6. Create a simple data matrix suitable for ordination

For ordinations, we should have only locus and presence/absence information, 1 or 0, for each strain

library(dplyr)
o.mvcf <- mvcf[,c(1,10:32)] # remove un-needed columns
amvcf <- o.mvcf
amvcf <- amvcf %>% mutate_if(is.factor, as.character)
bmvcf <- amvcf[-1]
bmvcf <- data.frame(lapply(bmvcf, function(x) {gsub(".", "X", fixed=TRUE, x)}),stringsAsFactors = FALSE) #convert "." to "X"
bmvcf[bmvcf != "X"] <- 1 #next convert any other cell to a 1
bmvcf <- data.frame(lapply(bmvcf, function(x) {gsub("X", "0", fixed=TRUE, x)}),stringsAsFactors = FALSE) #convert "X" to zero
bmvcf <- bmvcf %>% mutate_all(as.numeric)
cmvcf <- cbind(amvcf$locus,bmvcf)
dmvcf <- cmvcf[rowSums(cmvcf[, -1])>0, ] #remove all rows with no variants
colnames(dmvcf)[1] <- "locus"

Any remaining duplicate loci names have to be summed at this point. There are very few of these and I do not know why they arise. for example:

kable(dmvcf[dmvcf$locus=="scaffold_20_3090|G/GA",1:10])
locus GM11 GM17 GM20 GM25 GM39 GM59 GM64 GM108 GM118
8432 scaffold_20_3090|G/GA 0 0 0 0 0 0 0 0 0
8433 scaffold_20_3090|G/GA 0 0 0 0 0 0 0 0 0
8434 scaffold_20_3090|G/GA 0 0 0 0 0 0 0 0 0

we have to group them by locus

test <- dmvcf
emvcf <- aggregate(test[2:23], by=list(Category=test$locus), FUN=sum)
colnames(emvcf)[1] <- "locus"
write.csv(emvcf, "variant.table.csv")
kable(emvcf[emvcf$locus=="scaffold_20_3090|G/GA",1:8])
locus GM11 GM17 GM20 GM25 GM39 GM59 GM64
268406 scaffold_20_3090|G/GA 0 0 0 0 0 0 0
The locus has to be converted to rowname s inste ad
fmvcf <- emvcf[-c(1)]
rownames(fmvcf) <- emvcf[,1]
kable(fmvcf[1:10,1:8])
GM11 GM17 GM20 GM25 GM39 GM59 GM64 GM108
scaffold_0_1000237|A/G 0 0 0 0 0 0 0 0
scaffold_0_1000350|T/C 0 0 0 0 0 0 0 0
scaffold_0_1000374|G/A 0 0 0 0 0 0 0 0
scaffold_0_1000453|C/T 0 0 0 0 0 0 0 0
scaffold_0_1000478|C/T 0 0 0 0 0 0 0 0
scaffold_0_1000494|C/T 0 0 0 0 0 0 0 0
scaffold_0_1000560|C/G 0 0 0 0 0 0 1 0
scaffold_0_1000566|T/C 0 0 0 0 0 0 0 0
scaffold_0_1000576|G/C 0 0 0 0 0 1 0 0
scaffold_0_1000669|T/A 0 0 0 0 0 0 0 0

7. Running an ordination

We now have a matrix of variant loci (with details) by strain. We can run a simple ordination for now. However, first we have to decide on a distance measure. Some guidance here: https://www.ncbi.nlm.nih.gov/pubmed/20067366. They recommend that Reynolds genetic distance provides the highest sensitivity for highly divergent populations.

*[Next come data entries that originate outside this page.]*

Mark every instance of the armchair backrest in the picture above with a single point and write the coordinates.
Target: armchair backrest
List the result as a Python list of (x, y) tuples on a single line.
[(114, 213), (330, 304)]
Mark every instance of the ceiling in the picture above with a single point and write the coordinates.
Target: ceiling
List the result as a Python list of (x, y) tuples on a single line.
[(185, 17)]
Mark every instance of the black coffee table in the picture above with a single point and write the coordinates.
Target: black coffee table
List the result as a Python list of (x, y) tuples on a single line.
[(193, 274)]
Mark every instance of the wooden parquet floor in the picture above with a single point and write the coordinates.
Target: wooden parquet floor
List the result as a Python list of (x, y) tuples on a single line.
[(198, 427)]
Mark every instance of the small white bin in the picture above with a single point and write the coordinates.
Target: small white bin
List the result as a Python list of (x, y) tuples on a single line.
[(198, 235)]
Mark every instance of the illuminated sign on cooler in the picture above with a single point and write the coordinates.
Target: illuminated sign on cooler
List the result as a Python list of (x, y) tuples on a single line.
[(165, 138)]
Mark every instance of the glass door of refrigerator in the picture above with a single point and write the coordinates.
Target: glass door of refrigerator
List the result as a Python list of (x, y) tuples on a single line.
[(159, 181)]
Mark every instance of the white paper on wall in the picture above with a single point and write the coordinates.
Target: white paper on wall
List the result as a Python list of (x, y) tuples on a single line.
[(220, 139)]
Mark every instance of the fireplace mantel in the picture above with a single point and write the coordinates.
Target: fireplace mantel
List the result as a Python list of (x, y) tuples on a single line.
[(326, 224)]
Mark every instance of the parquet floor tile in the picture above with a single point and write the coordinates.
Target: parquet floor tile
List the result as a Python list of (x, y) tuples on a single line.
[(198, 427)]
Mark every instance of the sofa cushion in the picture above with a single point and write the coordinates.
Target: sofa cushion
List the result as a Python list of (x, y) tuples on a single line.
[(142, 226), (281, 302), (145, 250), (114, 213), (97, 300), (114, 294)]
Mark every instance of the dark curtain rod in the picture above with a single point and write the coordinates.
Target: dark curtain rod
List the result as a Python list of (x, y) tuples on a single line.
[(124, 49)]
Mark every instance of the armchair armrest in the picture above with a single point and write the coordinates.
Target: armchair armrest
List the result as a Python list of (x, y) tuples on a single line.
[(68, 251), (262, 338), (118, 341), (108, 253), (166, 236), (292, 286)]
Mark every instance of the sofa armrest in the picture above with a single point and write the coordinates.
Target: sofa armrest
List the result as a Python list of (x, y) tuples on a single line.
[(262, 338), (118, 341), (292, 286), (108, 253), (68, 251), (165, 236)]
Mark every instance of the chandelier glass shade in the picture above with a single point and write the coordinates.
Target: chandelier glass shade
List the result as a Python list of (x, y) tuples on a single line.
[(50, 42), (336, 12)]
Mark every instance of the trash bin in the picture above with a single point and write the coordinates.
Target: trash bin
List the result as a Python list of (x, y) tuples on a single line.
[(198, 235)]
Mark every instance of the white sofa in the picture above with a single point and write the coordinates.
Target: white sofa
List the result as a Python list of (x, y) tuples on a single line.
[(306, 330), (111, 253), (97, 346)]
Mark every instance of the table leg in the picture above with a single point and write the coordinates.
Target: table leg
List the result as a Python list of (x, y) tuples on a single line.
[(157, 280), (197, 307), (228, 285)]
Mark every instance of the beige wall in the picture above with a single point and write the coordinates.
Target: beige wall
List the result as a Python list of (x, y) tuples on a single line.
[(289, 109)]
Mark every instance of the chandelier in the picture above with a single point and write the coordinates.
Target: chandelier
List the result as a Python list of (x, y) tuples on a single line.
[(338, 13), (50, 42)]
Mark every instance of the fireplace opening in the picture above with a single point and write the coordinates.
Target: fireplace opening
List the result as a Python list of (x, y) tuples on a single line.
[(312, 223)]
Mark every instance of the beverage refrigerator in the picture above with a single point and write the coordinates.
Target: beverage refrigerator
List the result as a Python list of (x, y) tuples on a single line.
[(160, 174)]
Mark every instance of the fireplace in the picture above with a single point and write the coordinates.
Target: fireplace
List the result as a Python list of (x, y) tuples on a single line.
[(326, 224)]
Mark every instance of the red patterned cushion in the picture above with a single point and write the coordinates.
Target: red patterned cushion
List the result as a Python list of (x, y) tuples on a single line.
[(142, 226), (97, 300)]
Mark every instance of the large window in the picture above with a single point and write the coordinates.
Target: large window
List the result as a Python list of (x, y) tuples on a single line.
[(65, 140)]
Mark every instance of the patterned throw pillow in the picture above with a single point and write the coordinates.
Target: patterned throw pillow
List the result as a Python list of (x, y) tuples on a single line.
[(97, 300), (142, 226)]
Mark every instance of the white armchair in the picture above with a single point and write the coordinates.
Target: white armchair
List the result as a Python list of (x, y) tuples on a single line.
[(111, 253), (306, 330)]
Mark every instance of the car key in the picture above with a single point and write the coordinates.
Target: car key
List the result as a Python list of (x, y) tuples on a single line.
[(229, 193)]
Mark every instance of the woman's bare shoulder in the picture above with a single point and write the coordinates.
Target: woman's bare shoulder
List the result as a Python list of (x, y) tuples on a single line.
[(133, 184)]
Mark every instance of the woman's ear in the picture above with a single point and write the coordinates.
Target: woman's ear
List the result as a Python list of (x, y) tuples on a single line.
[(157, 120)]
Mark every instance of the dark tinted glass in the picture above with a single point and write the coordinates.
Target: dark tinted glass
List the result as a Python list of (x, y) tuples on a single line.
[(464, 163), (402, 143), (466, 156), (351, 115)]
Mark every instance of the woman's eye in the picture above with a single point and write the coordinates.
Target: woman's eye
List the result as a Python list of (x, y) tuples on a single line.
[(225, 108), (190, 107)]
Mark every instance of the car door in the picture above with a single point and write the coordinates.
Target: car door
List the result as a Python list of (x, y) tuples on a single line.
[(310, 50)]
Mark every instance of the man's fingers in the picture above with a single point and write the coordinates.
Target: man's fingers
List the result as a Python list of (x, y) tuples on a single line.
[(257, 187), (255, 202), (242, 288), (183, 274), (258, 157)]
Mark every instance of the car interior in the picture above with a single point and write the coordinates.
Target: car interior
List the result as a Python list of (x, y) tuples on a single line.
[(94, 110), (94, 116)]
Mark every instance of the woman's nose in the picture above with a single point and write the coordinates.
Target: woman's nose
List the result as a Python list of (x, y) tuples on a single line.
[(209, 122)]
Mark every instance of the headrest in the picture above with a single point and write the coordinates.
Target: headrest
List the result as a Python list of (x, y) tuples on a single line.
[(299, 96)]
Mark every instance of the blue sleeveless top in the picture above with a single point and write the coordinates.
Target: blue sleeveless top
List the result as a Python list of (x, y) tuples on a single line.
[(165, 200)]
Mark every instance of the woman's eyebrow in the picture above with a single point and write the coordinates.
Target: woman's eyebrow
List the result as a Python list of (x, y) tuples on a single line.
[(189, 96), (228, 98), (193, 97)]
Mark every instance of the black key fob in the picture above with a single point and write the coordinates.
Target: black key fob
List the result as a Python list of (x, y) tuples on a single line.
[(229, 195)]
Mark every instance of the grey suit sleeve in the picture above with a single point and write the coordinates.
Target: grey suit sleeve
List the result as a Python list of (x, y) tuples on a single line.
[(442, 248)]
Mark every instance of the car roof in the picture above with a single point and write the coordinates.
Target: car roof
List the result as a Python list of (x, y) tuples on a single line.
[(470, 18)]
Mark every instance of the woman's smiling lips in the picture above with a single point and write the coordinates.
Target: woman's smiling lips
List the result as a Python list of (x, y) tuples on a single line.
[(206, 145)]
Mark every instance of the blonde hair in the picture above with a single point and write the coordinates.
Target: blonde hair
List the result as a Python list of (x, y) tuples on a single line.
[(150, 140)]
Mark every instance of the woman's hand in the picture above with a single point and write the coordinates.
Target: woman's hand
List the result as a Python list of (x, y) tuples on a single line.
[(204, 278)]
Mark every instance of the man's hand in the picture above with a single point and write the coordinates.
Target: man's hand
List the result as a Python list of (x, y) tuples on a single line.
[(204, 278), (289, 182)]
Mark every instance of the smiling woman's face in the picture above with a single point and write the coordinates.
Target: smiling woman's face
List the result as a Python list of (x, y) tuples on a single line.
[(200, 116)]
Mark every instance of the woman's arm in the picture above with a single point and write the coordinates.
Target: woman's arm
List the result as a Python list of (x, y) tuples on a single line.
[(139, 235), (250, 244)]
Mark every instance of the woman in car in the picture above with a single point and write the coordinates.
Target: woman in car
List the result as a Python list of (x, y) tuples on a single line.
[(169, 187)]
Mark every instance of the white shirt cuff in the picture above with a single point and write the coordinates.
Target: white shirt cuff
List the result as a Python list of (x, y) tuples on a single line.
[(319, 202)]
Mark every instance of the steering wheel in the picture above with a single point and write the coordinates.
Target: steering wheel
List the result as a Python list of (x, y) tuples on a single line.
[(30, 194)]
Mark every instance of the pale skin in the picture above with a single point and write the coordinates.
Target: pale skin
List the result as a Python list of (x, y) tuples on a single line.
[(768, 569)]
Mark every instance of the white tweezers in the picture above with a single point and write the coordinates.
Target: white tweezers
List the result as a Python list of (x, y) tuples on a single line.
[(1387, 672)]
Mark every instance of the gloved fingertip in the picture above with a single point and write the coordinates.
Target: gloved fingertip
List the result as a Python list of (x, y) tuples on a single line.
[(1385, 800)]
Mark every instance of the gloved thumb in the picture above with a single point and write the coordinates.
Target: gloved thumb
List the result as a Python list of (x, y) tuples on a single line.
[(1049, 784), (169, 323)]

https://rdrr.io/cran/dartR/man/gl.pcoa.pop.html Dart R uses: euclidean“,”maximum“,”manhattan“,”canberra“,”binary" or “minkowski”. These are actually the standard measures included in R (not very good probably)

For now we will just use Eucludean since I have no real insight into better methods

testvcf <- t(fmvcf)
dist.vcf <- dist(testvcf, method = "euclidean")

And run a principle coordinate analysis

library(ape)
pcoa.vcf <- pcoa(dist.vcf) #, correction ="cailliez"

Here are the eigenvalues for the ordination (relative eignvalue ~= % variance explained)

kable(pcoa.vcf$values)
Eigenvalues Relative_eig Broken_stick Cumul_eig Cumul_br_stick
258430.93 0.3452107 0.1735885 0.3452107 0.1735885
55556.10 0.0742116 0.1259695 0.4194223 0.2995580
37557.04 0.0501685 0.1021599 0.4695908 0.4017179
34199.80 0.0456839 0.0862869 0.5152747 0.4880048
33218.81 0.0443735 0.0743822 0.5596482 0.5623870
30053.18 0.0401449 0.0648584 0.5997931 0.6272453
27744.69 0.0370612 0.0569218 0.6368543 0.6841672
26375.60 0.0352324 0.0501191 0.6720867 0.7342863
25441.12 0.0339841 0.0441667 0.7060708 0.7784531
23243.72 0.0310488 0.0388757 0.7371196 0.8173288
22633.88 0.0302342 0.0341138 0.7673538 0.8514426
20587.14 0.0275002 0.0297848 0.7948540 0.8812274
19641.39 0.0262369 0.0258166 0.8210909 0.9070440
18697.10 0.0249755 0.0221536 0.8460664 0.9291976
18201.07 0.0243129 0.0187522 0.8703793 0.9479498
18056.53 0.0241198 0.0155776 0.8944991 0.9635274
17745.93 0.0237049 0.0126014 0.9182040 0.9761288
16250.23 0.0217070 0.0098003 0.9399110 0.9859291
15654.93 0.0209118 0.0071548 0.9608228 0.9930839
14944.05 0.0199622 0.0046485 0.9807850 0.9977324
14384.72 0.0192150 0.0022676 1.0000000 1.0000000

I can run a built-in plotting (absent of metadata)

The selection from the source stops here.